Last nite I dreamed of T.S. Eliot
welcoming me to the land of dream
Sofas couches fog in England
Tea in his digs Chelsea rainbows
curtains on his windows, fog seeping in
the chimney but a nice warm house
and an incredibly sweet hooknosed
Eliot he loved me, put me up,
gave me a couch to sleep on,
conversed kindly, took me serious
asked my opinion on Mayakovsky
I read him Corso Creeley Kerouac
advised Burroughs Olson Huncke
the bearded lady in the Zoo, the
intelligent puma in Mexico City
6 chorus boys from Zanzibar
who chanted in wornout polygot
Swahili, and the rippling rythyms
of Ma Rainey and Vachel Lindsay.
On the Isle of the Queen
we had a long evening's conversation
Then he tucked me in my long
red underwear under a silken
blanket by the fire on the sofa
gave me English Hottie
and went off sadly to his bed,
Saying ah Ginsberg I am glad
to have met a fine young man like you.
At last, I woke ashamed of myself.
Is he that good and kind? Am I that great?

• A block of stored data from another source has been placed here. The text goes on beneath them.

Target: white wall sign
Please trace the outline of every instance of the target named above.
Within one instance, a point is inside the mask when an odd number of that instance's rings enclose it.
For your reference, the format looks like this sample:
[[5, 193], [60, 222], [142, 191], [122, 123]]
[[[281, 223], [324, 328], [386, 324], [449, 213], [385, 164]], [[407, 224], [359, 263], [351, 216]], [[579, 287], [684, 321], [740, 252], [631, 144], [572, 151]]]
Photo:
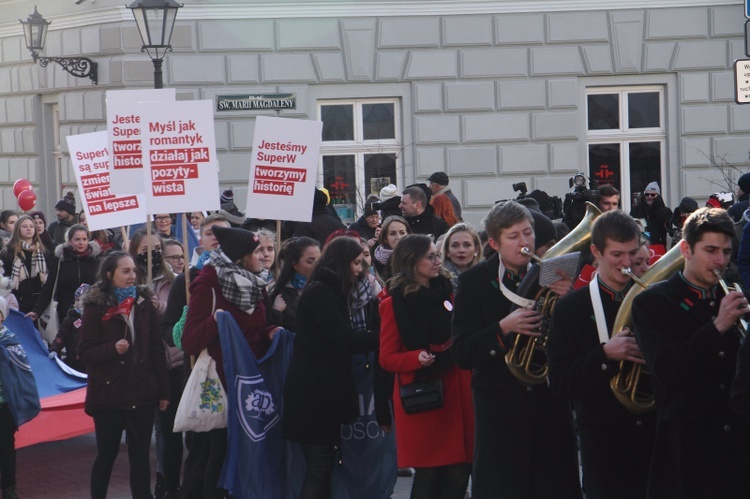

What's my motive dreaming his
manna? What English Department
would that impress? What failure
to be perfect prophet's made up here?
I dream of my kindness to T.S. Eliot
wanting to be a historical poet
and share in his finance of Imagery-
overambitious dream of eccentric boy.
God forbid my evil dreams come true.
Last nite I dreamed of Allen Ginsberg.
T.S. Eliot would've been ashamed of me.